Blockchain analytics firm Elliptic has shared new insights into the Bybit hack, confirming that the attack was orchestrated by North Korea's Lazarus Group. According to their findings, there is a high likelihood that the stolen funds will be laundered through crypto mixers.
Lazarus Laundering Methods
Elliptic noted that the Lazarus group often launders its stolen funds through numerous cryptocurrency networks. They follow a certain pattern, which starts by exchanging the stolen tokens for a 'native' blockchain asset such as Ether. This is because tokens have issuers who can freeze wallets containing stolen assets, whereas there is no central authority that can freeze Ether or Bitcoin.
Laundering of Stolen ETH Through Mixers and Wallets
Following the Bybit hack, hackers moved quickly to exchange tokens for ETH, commonly using decentralized exchanges to evade censorship on centralized platforms. The next phase, known as layering, complicates tracking. This phase often involves crypto mixers like Tornado Cash and sending funds through large numbers of crypto wallets.

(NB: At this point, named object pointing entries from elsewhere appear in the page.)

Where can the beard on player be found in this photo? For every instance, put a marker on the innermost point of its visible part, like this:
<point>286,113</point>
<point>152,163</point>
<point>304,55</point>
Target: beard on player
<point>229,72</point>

eXch as a Possible Culprit
Elliptic and other analysts identified eXch as one of the platforms possibly used to launder the stolen funds. The platform allegedly refused to cooperate with requests to block illegal transactions. However, eXch's team denied these claims, stating their funds were secure and unaffected by the Bybit hack.
Elliptic highlighted that the Lazarus group is one of the most sophisticated and well-resourced crypto asset launderers in existence, constantly adapting their techniques to evade identification and seizure of stolen assets. Some experts call for greater cooperation among platforms to freeze stolen funds and make crypto hacks less profitable.